Из подворотни вышел человек в хорошей шубе и лисьей шапке:
– Аннушке-сударушке наше почтение с кисточкой, заждались, аж санки снегом занесло, сказывали, будете в шесть…
Арфянка оживилась, заговорила крикливо:
– Да я с хозяином в «Неаполе» разбранилась, вот и опоздала… Ей-Богу, перейду петь в трактир на Мещанскую.
– А как же со мной в «Самарканд»? Обещались.
Арфянка рассмеялась:
– Я обещания держу, не то что вы-с…
С долговязым в лисьей шубе она говорила весело, как со своим.
Долговязый, по виду гостинодворский приказчик или купец, с удивлением посмотрел на офицера, стоявшего с арфой, начал снимать шапку.
– Это так, ничего, – с холодным равнодушием сказала арфянка. – Господин военный пособил мне музыку довезти… Покорно благодарим.
Когда сани отъехали, Мусоргский послушал озябший и неприятный смех арфянки в метели. Он остался у ворот один. Снег шумел.
Мусоргскому было немного обидно на странное, жалкое существо из другого мира, на эту уличную девушку.
Он еще постоял у ворот, потом пошел.
На неизвестной улице с погасшими фонарями он снова услышал высокий гул вьюги, и ему вспомнилась грозная песня. Только теперь пела она невнятно и глубоко, в нем самом.
Песня
Крошечная прихожая, дверь из которой открыта в обе комнаты, показалась сегодня Мусоргскому особенно уютной.
Денщик перед уходом хорошо вытопил печь, всюду стояло ровное, приятное тепло.
В кабинете он зажег лампу под синим колпаком, подвинул газеты на рабочем столе, раскрыл книгу, нотные тетради.
Часы из приданого матери, французского ветхого ампира, с колонками красного дерева и потемневшим бронзовым амуром со свирелью, стучали кротко, как прелестная старушка, с палочкой вышедшая на прогулку.
Он надел мягкие сапожки истертой зеленой кожи, накинул поверх сатиновой вишневой рубахи светлую шинель легкого сукна с красными погончиками, еще школы гвардейских прапорщиков, – шинель служила теперь халатом, – и лег на кожаный диван у печки. Уголья тлели, в тихом шевелении огня был кроткий домашний мир.
Ему стало так хорошо и спокойно, потому что он, наконец, откроется Лизе, напишет ей все. Но ни вставать, ни писать не хотелось. Что-то иное утешало его.

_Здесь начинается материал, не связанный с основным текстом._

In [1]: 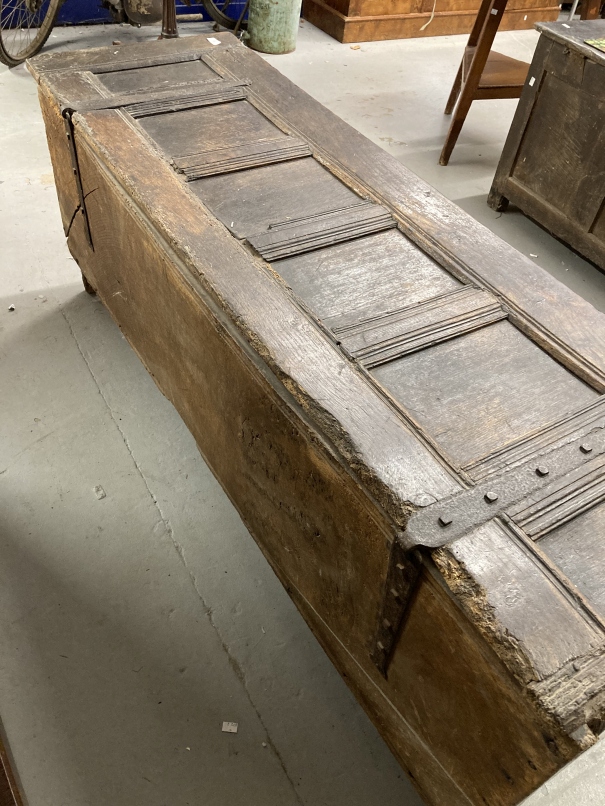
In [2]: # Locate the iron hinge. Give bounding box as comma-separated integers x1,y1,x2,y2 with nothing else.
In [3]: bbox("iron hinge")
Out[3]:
370,536,421,677
63,109,94,251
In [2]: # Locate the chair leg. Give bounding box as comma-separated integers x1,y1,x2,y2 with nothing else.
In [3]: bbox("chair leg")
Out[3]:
443,61,464,115
439,88,473,165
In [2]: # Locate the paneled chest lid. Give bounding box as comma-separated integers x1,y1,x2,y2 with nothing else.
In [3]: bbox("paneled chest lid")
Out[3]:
31,34,605,724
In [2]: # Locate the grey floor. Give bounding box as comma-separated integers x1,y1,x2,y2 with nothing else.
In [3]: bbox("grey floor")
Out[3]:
0,17,605,806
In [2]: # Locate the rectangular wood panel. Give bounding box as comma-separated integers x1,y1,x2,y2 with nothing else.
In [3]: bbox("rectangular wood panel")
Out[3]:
190,158,360,238
373,322,597,465
273,230,460,327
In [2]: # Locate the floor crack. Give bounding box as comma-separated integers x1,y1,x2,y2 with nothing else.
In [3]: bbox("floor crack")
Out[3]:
59,302,305,806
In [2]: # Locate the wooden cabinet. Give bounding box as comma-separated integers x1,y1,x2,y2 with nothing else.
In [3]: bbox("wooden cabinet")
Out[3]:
488,20,605,270
30,34,605,806
303,0,559,42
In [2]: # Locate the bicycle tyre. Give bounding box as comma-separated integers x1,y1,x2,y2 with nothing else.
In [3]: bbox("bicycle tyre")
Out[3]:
0,0,62,67
197,0,248,31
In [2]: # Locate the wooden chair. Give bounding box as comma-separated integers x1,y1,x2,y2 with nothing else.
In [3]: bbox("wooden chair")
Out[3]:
439,0,529,165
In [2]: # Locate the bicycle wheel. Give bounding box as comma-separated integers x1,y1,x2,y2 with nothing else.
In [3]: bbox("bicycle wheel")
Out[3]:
0,0,61,67
202,0,250,31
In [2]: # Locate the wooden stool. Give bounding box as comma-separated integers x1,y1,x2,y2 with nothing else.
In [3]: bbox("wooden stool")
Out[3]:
439,0,529,165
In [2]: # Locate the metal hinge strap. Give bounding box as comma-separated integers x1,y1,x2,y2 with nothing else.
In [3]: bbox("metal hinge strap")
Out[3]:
370,537,421,677
63,109,94,252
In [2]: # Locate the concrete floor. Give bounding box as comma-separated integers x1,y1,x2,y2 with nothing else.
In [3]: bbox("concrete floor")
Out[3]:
0,17,605,806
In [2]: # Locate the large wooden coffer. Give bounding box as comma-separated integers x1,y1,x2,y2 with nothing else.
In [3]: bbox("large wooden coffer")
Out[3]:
30,34,605,806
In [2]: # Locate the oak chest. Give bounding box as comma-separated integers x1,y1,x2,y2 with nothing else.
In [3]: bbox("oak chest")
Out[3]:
30,34,605,806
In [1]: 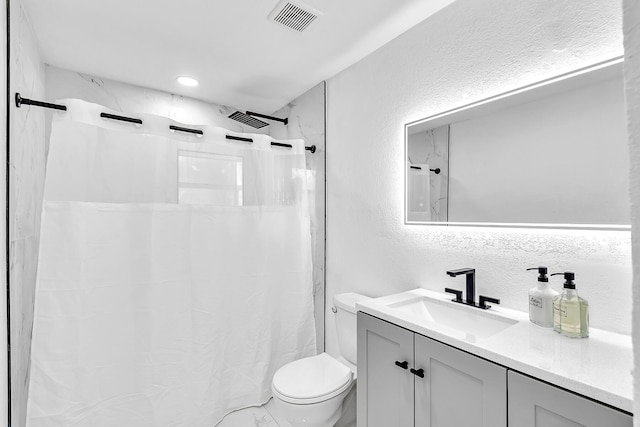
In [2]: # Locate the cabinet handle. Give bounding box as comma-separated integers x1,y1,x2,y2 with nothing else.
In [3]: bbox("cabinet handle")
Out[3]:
396,360,409,369
409,368,424,378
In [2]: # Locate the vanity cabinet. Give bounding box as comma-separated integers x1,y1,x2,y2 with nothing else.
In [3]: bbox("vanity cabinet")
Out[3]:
357,312,507,427
508,371,633,427
357,312,633,427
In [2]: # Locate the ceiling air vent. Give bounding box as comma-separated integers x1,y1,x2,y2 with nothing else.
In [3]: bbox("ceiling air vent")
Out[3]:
268,0,322,32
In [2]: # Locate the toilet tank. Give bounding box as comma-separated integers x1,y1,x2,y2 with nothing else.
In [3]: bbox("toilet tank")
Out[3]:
333,293,369,365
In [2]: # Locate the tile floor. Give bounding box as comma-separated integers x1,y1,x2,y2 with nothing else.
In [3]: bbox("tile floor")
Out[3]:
216,399,291,427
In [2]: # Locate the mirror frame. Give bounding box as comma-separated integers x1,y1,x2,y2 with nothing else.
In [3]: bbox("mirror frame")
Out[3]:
403,56,631,231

Он вспомнил арфянку, полудевочку с худыми плечами, в мещанской шубке, ее смешную шляпку под снегом, с какой угрюмой злобой дернула она струны арфы, как с них посылался снег.

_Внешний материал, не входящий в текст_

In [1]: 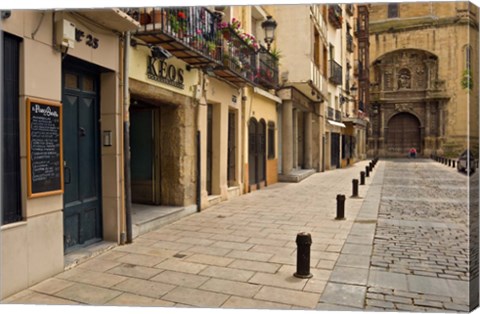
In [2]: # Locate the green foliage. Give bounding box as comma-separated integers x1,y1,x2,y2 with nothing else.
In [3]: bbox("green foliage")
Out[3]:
461,69,473,91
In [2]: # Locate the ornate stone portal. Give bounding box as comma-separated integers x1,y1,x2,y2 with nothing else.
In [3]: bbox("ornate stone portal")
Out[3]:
368,49,449,157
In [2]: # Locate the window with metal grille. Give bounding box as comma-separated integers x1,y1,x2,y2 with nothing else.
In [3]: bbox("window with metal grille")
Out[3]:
0,33,22,225
388,3,398,19
268,121,275,159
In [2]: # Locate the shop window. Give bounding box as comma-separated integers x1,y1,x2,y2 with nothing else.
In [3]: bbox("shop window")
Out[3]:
388,3,398,19
268,121,275,159
313,27,320,69
0,33,22,224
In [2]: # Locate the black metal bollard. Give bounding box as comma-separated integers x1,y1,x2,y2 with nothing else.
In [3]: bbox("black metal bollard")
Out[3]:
352,179,358,197
335,194,345,220
293,232,313,278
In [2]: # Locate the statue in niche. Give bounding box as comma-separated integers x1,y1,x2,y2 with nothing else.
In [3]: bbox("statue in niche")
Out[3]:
398,69,412,89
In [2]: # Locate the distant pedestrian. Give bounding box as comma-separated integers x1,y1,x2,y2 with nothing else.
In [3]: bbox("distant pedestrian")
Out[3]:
410,147,417,158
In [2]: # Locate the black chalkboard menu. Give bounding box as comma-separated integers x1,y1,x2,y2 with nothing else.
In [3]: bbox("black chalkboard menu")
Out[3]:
27,98,63,197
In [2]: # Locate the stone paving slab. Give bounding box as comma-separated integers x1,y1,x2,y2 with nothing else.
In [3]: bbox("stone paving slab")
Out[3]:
3,161,378,309
320,282,367,309
55,283,121,305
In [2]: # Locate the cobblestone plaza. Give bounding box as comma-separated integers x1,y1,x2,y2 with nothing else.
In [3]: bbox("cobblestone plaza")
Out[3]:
5,159,478,312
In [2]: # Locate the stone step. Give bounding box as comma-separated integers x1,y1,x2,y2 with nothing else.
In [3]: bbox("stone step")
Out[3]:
132,204,197,239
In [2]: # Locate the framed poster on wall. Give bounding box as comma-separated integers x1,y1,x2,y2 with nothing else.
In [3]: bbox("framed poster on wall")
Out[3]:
27,98,64,198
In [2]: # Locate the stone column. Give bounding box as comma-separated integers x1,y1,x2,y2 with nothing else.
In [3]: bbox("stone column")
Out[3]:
292,109,298,169
282,100,293,174
303,112,313,169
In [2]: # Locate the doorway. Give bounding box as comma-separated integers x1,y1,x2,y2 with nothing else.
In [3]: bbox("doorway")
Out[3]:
62,58,102,253
130,101,161,205
387,112,421,156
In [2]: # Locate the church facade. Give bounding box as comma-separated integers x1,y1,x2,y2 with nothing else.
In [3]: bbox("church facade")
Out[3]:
368,2,478,157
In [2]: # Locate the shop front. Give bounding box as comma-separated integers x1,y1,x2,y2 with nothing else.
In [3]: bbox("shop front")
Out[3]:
1,9,137,298
129,39,199,236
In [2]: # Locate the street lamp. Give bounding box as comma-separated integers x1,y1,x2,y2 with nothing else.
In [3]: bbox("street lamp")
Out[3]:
262,15,277,51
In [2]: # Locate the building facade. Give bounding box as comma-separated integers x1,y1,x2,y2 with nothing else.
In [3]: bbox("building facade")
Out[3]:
368,2,478,157
0,9,138,298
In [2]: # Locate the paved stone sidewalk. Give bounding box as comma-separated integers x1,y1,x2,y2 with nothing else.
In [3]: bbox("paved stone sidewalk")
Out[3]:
317,160,469,312
4,161,376,309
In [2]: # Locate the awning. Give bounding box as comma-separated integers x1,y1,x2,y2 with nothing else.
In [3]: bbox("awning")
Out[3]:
327,120,345,128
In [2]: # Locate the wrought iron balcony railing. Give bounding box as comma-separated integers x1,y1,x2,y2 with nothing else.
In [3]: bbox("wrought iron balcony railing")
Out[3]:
345,3,353,15
126,7,222,66
328,60,342,85
255,47,278,89
215,27,257,83
328,4,343,28
346,33,353,52
122,7,264,85
327,107,335,120
335,110,342,122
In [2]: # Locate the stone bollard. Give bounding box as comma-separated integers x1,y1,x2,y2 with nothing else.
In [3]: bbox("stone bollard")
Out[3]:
352,179,358,197
335,194,345,220
293,232,313,278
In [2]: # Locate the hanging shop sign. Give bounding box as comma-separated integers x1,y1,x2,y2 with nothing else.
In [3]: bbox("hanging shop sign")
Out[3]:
27,98,63,197
147,56,185,89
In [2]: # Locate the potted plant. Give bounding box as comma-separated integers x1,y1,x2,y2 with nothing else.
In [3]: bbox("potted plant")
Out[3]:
207,41,217,59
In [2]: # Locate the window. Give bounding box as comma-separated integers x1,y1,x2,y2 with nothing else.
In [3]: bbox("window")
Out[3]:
0,33,22,224
268,121,275,159
313,27,320,69
465,45,472,70
388,3,398,19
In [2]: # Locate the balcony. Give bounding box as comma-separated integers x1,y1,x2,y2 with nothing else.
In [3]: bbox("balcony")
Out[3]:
328,60,342,85
123,7,222,66
346,33,353,52
345,3,353,15
255,48,278,89
335,110,342,122
214,27,257,85
327,107,335,120
328,4,343,28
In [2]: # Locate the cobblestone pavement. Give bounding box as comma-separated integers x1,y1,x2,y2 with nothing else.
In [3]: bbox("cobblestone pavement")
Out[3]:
3,159,478,312
318,160,469,312
3,161,375,309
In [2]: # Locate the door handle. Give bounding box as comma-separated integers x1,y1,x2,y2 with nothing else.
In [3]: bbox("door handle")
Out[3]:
63,166,72,184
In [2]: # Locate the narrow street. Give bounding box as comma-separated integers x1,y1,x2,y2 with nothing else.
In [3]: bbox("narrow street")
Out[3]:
4,159,468,312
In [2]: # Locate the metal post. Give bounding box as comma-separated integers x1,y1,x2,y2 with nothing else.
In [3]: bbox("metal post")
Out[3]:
293,232,313,278
352,179,358,197
335,194,345,220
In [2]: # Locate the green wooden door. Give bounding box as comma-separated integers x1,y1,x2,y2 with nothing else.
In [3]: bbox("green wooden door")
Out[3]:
62,62,101,252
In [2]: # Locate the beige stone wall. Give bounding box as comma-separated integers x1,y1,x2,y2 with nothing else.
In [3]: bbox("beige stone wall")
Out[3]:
0,10,122,298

– И правда, железный скелет, – сказал он вслух, садясь на диван.
Темноглазое тонкое лицо уличной девушки снова напомнило кого-то. Это от ее песни так хорошо. Ее голос пел в метели, и арфа звенела, как арфа небесная.
Он стал ходить по кабинету, совершенно бесшумный в татарских сапожках. Какая удивительная песня. Ее гармонический ход, звучащий смысл он слышал и теперь, мелодия, оказывается, все время поет в нем. Потому-то так необыкновенно хороша сегодня его комната, где столько исхожено, столько передумано.
В углу – старое пианино, на нем – груды потрепанных нот, партитур, старая круглая миниатюра матери, а над пианино – большой образ древнего письма, почерневший, с едва заметным каленым ликом архангела или серафима, кому он иногда молился.
Молиться он стыдился, но по детской привычке неожиданно для себя, с всклокоченной головой, в той же летней шинели бормотал ночью после работы перед черной иконой «Царю Небесный Утешителю». Молитва была лучшее, чему научила его мать.
А за пианино громоздилось нечто вроде кладовой. Там были навалены, как у старьевщика, газеты, книги, пыльные офицерские сапоги, палаш времен Екатерины, понравившийся на толкучке, промятый кивер двенадцатого года, трубка с чубуком, какую он пробовал курить, пыльная гитара.
Он все ходил по кабинету, точно опасаясь подойти к столу. Он хотел записать мелодию, услышанную в метели, но знал, что будет трудно.